Dépenses consacrées à l’acquisition de biens issus du réemploi ou de la réutilisation ou intégrant des matières recyclées : les acheteurs concernés ont jusqu’au 30 juin 2022 pour faire leur première déclaration pour l’année 2021. 

 

Pour rappel, l’article 58 de la loi n°2020-105 du 10 février 2020 relative à la lutte contre le gaspillage et à l’économie circulaire a fait obligation, à compter de l’année 2021, à l’Etat, aux collectivités territoriales et à leurs groupements de consacrer au minimum 20% de leurs dépenses de fournitures annuelles à des biens issus du réemploi ou de la réutilisation ou intègrent des matières recyclées.

Le décret permettant l’application de ces nouvelles dispositions avait été publié le 9 mars 2021. Il s’agit du décret n° 2021-254 relatif à l’obligation d’acquisition par la commande publique de biens issus du réemploi ou de la réutilisation ou intégrant des matières recyclées.

Ce décret adopte une liste de produits auxquels cette obligation s’applique et fixe le seuil de pourcentage à respecter. C’est l’annexe de ce décret qui permet de savoir à quoi s’applique cette obligation. Sont par exemple concernés : les « machines, matériel et fourniture informatique et de bureau, excepté les meubles et logiciels », « les cartouches d’encre » et autres « fournitures de bureau », mais également « les véhicules à moteur », et les « bâtiments préfabriqués ».

Le décret précise que « Les proportions minimales fixées par produits ou catégories de produits acquis sont exprimées en pourcentage du montant total hors taxes de la dépense consacrée à l’achat de chaque produit ou catégorie de produits au cours de l’année civile ».

Enfin l’article 3 de ce décret prévoyait que les acheteurs concernés doivent déclarer, auprès de l’Observatoire économique de la commande publique, la part de leur dépense annuelle consacrée à l’achat des produits ou catégories de produits énumérés par l’annexe.

L’arrêté permettant de mettre en application cette obligation de communication a été publié le 3 décembre 2021 dernier (NOR : ECOM2134899A).

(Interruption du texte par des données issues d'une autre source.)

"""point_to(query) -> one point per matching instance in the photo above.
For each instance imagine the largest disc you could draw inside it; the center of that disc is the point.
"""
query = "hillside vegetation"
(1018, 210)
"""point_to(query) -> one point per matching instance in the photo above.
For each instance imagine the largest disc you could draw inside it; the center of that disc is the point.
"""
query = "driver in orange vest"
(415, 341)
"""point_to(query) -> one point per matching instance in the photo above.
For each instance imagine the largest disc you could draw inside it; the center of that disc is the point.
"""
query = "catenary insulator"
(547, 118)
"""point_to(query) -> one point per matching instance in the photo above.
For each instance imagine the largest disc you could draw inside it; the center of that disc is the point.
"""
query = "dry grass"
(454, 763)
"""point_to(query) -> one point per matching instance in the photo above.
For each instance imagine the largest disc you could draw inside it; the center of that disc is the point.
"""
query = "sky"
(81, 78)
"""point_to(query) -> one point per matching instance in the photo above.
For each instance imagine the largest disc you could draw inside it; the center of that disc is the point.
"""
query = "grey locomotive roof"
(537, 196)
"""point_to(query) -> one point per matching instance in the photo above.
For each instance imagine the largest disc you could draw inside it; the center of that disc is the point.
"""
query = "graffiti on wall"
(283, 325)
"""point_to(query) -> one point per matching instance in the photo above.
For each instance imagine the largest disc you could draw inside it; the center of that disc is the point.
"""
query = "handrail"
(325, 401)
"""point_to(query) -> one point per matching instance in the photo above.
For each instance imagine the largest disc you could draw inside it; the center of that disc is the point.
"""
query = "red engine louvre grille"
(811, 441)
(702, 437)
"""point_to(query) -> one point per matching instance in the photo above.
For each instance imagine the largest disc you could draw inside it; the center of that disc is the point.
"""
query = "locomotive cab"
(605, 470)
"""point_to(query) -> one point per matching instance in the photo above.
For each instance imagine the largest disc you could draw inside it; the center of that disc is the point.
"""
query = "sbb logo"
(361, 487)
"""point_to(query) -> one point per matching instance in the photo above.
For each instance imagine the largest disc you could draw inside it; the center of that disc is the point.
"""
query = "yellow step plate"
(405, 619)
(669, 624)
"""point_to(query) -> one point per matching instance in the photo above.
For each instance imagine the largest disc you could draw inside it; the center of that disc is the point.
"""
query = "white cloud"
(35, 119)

Il prévoit une déclaration dématérialisée via l’application « recensement économique des achats publics » (REAP) de l’Observatoire économique de la commande publique. Les acheteurs doivent ainsi disposer d’un compte.

La déclaration est réalisée au moyen d’un fichier sous forme de tableur dont le modèle doit obligatoirement être utilisé. Les acheteurs déclarent les données suivantes :

« […] 4° Le montant total HT des dépenses concernées ;

5° Le montant HT des dépenses concernées aussi bien issues du réemploi ou de la réutilisation ou intégrant des matières recyclées ;

6° Le montant HT des dépenses concernées uniquement issues du réemploi ou de la réutilisation ».

L’arrêté précise que

« La déclaration est effectuée une fois par an dans les six mois suivant l’année civile concernée ».

 

Cet arrêté entrant en vigueur au 1er janvier 2022, les acheteurs auront donc jusqu’au 30 juin 2022 pour déclarer leurs achats de l’année 2021. Pour cette première année d’application de ces nouvelles dispositions, il conviendra de ne pas tenir compte du montant des marchés publics de fournitures pour lesquels une consultation a été engagée ou un avis d’appel à la concurrence a été envoyé à la publication avant le 10 mars 2021. En effet l’article 3 du décret prévoyait que ces marchés « sont exclus du décompte de la dépense […] ».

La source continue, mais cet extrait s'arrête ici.